I’m preparing some articles for my coworkers who are learning Nix for the first time, and after wrapping this one up I thought it might be useful to share. For context, the code-base we work in is a monstrous mono-repo where you will get atrocious cache performance if you aren’t really explicit with filters. Caching aside, just copying sub-trees of the workspace unnecessarily can become really costly, making it especially important to filter “purely in Nix” up-front using prim-ops to avoid spurious file copies in an intermediate derivation.
I plan to extend this soon with examples of dead simple source tree construction with runCommandNoCC
+ cp ${./foo} .
style cherry picking, and likely a proper tree-walker.
I hope y’all find it helpful, and feel free to share any critiques/additions.
Source Filtering
Many Nix expresssions, particularly those which produce “derivations”
( build recipes ) carry an attribute named src
which is used to create your
build area.
In most cases src
, and all of its contents, effect the hash of your derivation
such that any file modifications in that tree will trigger a cache miss ( rebuild ).

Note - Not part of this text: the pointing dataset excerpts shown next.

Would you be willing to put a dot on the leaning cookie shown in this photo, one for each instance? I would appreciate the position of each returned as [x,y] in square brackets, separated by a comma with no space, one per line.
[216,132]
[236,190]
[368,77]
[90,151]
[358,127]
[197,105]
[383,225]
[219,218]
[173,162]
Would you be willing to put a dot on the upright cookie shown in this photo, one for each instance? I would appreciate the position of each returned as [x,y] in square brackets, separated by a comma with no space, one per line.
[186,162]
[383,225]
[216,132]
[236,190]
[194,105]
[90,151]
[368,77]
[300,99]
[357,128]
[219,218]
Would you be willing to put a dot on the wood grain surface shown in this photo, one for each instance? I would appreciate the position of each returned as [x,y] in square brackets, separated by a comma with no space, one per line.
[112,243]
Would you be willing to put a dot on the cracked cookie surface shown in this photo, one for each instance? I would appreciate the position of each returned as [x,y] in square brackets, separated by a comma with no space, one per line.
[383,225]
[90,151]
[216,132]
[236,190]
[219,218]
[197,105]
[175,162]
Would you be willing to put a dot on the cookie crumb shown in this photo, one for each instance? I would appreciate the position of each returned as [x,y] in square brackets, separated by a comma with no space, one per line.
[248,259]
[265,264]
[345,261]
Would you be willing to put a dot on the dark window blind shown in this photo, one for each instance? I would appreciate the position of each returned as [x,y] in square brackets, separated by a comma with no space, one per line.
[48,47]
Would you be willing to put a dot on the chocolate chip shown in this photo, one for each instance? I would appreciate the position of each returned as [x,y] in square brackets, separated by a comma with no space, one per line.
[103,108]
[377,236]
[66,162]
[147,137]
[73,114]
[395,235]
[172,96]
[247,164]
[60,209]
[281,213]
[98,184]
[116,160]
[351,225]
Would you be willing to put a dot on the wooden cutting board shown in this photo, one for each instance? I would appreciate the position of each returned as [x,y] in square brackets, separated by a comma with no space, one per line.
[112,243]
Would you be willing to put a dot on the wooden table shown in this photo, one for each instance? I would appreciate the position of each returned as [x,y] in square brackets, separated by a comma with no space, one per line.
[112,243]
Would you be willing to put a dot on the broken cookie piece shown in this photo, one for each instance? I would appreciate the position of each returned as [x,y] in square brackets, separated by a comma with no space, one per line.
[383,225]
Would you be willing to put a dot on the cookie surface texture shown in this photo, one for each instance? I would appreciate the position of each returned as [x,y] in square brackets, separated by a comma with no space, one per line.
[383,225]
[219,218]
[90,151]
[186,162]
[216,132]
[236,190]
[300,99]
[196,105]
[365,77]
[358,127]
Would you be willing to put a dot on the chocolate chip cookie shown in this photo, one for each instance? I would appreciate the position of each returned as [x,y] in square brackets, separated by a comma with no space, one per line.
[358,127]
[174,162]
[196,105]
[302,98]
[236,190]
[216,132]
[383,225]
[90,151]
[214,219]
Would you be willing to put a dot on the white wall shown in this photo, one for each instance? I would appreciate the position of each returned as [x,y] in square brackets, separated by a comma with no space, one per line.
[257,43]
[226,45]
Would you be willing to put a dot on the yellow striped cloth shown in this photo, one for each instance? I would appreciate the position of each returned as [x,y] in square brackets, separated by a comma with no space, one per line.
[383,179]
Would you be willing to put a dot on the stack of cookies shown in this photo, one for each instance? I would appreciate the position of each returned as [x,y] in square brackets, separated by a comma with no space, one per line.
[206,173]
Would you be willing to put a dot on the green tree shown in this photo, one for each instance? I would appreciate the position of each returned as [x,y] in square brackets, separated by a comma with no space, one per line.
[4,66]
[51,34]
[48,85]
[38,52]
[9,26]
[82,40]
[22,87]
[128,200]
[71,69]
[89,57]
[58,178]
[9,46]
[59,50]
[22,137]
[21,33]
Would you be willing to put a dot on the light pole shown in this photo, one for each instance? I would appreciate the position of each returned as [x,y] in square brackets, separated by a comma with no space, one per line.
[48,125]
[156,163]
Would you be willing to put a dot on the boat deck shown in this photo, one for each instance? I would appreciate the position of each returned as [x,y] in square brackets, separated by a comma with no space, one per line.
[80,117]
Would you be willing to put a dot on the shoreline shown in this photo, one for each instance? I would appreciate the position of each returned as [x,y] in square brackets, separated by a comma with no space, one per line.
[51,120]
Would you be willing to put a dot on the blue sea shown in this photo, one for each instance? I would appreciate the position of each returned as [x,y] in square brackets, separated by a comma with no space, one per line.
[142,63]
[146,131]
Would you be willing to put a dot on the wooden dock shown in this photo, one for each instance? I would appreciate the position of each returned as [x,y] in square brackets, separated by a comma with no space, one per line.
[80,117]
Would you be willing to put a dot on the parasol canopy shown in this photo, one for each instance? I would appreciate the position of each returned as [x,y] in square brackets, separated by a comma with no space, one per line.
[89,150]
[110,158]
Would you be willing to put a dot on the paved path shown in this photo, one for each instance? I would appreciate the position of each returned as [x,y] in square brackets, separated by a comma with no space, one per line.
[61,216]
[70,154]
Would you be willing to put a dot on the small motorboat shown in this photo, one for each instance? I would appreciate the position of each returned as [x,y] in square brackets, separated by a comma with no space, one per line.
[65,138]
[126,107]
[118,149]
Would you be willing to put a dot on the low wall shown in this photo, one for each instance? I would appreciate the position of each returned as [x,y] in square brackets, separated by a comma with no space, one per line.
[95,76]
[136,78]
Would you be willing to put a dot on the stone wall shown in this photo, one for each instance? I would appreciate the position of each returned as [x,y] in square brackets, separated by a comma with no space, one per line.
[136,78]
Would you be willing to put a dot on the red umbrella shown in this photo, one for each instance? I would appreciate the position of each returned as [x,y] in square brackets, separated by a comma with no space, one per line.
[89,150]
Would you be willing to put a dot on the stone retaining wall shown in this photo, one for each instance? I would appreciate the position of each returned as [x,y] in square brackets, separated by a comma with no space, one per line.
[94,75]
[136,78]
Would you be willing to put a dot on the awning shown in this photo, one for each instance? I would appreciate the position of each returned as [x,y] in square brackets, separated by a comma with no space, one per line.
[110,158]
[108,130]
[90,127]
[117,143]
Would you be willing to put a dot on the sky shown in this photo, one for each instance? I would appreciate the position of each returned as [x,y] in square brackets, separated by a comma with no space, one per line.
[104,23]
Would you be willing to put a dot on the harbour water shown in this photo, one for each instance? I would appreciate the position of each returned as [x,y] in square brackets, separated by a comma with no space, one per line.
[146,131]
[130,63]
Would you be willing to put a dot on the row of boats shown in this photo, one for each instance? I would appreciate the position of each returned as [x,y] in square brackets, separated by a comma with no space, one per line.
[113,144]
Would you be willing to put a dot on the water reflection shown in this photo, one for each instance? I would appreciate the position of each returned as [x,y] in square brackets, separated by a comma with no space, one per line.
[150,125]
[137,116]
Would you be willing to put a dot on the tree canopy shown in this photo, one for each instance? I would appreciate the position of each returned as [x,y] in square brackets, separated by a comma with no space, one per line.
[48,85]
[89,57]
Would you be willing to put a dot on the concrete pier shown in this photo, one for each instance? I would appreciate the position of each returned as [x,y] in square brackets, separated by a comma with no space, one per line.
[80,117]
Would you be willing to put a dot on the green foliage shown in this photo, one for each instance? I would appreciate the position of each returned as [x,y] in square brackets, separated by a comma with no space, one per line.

With that in mind, filtering a source tree down to the minimal list of files that
really effect a build’s outputs can make a night and day difference in caching
performance; this is especially true in large source trees such as a mono-repo.
Nix carries a simple builtin command builtins.filterSource
which allows us to
perform rudimentary filtering, and Nixpkgs carries a collection of more robust
filters which you will want to become familiar with.
Source Filters Overview
-
builtins.filterSource
: simple builtin filter routine.- Nice for removing a few files from a shallow source tree.
- Unlike Nixpkgs’
lib.cleanSource
, the builtin function cannot be
composed with other filters, and cannot be used with the debug tracing
functionlib.sources.trace
. - Significantly faster than the Nixpkgs filters; “closer to the metal”.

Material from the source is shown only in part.